On verra si il sort un jour du coup.
El Cam 09/04/2016
J’espère bien. C’est vrai que ses tribulations mériteraient un article à elles-seules, mais j’ai préféré aller au plus court. Il y avait assez à dire du jeu lui-même sans rallonger avec l’histoire du projet.
Morning Players 13/04/2016
Bonjour El Gringo
On a publié un article à l’époque de notre première « aventure chaotique » 🙂
https://morning-family.com/news/what-went-wrong-with-the-hope-kickstarter-campaign
Pour ceux qui s’inquiètent de la sortie du jeu, pas de souci à avoir on continue à développer et à défendre le jeu sur les festivals et il sortira bel et bien 😉
Cédrick Blgx 08/04/2016
Au delà des préjugés sur ce jeu qui a connu un premier proto et un premier financement avorté ( Une fusée ne décolle pas comme il faut tout de suite ! ), j’ai été séduit par ce jeu incroyablement riche lorsque je l’ai essayé à Cannes, au FIJ cette année. Quelques petits progres à faire pour la lisibilité du jeu, mais très encourageant !
TheGoodTheBadAndTheMeeple 08/04/2016
Je suis tenté par le jeu, mais je suis persuadé qu’un max de joueurs habitués ou non auront du mal avec le systeme 3D qui est particulierement ingénieux, mais aussi particulierement lié a une excellent représentation dans l’espace.
El Cam 08/04/2016
C’est aussi mon avis. C’est un cas ou les gros joueurs de jeu vidéo partent avec un avantage. Y a pas mieux que les jeux vidéo pour développer la spatialisation 3D.

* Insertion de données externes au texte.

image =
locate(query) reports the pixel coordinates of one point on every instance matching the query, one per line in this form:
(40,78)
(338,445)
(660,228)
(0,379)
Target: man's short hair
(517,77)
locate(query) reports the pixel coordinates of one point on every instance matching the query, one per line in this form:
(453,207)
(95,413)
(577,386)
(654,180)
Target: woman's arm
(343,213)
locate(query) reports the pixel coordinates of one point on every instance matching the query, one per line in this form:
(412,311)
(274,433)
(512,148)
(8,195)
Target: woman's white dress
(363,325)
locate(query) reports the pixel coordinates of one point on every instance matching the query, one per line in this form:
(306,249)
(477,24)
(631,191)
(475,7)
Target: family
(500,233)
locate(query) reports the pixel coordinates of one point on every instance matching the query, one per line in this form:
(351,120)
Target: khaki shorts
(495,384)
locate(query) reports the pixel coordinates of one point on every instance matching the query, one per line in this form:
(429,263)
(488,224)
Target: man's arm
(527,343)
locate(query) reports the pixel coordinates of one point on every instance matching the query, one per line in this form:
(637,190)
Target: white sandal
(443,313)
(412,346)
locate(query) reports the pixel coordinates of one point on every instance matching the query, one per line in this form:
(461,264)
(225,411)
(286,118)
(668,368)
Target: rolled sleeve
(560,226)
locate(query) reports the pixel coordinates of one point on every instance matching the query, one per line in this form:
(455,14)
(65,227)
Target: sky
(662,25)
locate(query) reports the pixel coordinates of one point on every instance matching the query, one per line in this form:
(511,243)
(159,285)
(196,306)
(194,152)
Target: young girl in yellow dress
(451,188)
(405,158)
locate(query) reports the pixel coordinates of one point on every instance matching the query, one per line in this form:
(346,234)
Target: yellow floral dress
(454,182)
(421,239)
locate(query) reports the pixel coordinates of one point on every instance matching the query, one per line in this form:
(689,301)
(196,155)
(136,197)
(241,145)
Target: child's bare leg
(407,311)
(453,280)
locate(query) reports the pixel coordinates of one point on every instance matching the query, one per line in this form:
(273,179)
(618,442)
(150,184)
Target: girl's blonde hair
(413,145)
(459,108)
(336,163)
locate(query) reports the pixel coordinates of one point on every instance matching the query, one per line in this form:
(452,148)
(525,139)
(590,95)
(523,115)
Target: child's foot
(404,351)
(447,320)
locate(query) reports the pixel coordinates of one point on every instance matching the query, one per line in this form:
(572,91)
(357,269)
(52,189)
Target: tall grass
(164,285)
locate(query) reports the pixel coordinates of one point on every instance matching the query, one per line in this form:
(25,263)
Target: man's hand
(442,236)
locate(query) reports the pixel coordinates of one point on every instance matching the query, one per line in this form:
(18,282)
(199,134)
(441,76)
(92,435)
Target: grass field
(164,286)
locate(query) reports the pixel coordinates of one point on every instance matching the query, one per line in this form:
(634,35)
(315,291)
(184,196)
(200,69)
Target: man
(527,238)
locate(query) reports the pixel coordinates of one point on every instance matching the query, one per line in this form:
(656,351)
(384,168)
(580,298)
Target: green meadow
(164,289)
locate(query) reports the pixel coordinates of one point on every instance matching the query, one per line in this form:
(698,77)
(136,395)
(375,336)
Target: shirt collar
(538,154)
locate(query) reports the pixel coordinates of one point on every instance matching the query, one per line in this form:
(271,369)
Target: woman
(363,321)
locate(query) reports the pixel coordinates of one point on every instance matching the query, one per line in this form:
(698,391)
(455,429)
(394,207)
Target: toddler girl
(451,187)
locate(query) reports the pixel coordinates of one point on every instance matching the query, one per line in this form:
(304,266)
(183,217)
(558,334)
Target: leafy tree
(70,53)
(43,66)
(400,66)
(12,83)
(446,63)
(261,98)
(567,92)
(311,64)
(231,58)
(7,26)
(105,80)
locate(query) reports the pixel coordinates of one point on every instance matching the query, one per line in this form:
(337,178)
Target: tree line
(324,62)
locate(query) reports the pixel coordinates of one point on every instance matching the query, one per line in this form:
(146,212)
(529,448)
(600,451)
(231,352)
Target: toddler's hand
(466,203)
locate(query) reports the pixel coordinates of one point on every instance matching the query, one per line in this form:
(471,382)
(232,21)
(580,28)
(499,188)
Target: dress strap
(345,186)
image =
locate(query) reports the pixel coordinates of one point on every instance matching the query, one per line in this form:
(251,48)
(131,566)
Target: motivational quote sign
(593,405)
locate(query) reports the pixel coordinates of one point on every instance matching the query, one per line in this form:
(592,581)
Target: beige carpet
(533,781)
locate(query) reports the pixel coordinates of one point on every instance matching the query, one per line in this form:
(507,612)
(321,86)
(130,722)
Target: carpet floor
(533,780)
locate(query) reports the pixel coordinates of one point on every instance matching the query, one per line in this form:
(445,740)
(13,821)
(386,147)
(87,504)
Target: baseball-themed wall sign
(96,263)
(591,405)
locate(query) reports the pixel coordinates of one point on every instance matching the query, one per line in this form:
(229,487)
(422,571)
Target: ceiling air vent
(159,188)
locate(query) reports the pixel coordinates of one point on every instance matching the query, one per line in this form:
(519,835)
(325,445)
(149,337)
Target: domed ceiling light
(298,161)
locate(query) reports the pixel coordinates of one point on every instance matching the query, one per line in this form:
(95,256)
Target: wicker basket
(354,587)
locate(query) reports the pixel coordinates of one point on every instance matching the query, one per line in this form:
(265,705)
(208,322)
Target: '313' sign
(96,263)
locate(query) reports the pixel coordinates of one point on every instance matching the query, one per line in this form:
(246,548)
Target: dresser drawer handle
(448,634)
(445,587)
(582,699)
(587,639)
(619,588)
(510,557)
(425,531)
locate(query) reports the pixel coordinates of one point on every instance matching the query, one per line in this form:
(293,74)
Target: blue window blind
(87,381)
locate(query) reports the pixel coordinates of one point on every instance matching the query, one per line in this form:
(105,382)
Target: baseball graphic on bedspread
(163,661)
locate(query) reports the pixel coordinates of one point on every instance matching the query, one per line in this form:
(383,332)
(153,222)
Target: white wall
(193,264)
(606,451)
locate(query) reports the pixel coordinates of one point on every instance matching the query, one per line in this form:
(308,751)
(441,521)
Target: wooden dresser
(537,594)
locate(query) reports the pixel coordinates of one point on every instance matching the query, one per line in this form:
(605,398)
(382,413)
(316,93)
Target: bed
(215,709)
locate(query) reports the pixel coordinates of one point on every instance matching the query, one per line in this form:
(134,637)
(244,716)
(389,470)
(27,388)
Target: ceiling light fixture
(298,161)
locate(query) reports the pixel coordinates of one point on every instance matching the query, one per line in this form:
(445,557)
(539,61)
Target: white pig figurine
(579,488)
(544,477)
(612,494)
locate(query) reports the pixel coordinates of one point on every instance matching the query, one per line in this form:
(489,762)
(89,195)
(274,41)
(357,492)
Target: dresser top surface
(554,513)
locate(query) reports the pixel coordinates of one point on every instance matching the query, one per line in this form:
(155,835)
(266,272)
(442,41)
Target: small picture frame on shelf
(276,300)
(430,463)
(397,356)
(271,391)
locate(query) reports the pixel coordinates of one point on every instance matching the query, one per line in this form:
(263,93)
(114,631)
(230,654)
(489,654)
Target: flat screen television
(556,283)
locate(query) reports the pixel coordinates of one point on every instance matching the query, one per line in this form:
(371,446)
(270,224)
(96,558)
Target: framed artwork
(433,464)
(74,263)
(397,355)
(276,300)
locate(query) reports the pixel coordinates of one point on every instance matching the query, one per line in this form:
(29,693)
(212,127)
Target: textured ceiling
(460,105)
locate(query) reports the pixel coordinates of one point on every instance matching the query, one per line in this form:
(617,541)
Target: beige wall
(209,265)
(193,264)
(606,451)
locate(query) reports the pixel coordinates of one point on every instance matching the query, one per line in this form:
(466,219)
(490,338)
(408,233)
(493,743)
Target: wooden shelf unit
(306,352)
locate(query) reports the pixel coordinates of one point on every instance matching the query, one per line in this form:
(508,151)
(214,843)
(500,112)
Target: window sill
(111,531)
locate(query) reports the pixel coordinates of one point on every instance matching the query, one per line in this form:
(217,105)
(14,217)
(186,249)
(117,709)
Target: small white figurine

Morning Players 13/04/2016
C’est vrai que tous les joueurs ne sont pas égaux face à la représentation 3D, mais j’ai été surpris de voir que le jeu plait sur un type vraiment très large de public, ados, familles, gros joueurs…
Je pense vraiment que ce qui va déterminer « l’avantage » des joueurs ce seront leur capacité et leur volonté de se concentrer sur le jeu lors de leurs premières parties. Car en effet HOPE demande un peu d’investissement, mais on ne sauve pas la galaxie si facilement 😉
elniamor 08/04/2016
Cet article me donne envie de me réintéresser au projet ! Le matos a fait un sacré bon de qualité (j’aime beaucoup le tableau de pilotage) depuis PEL 2015.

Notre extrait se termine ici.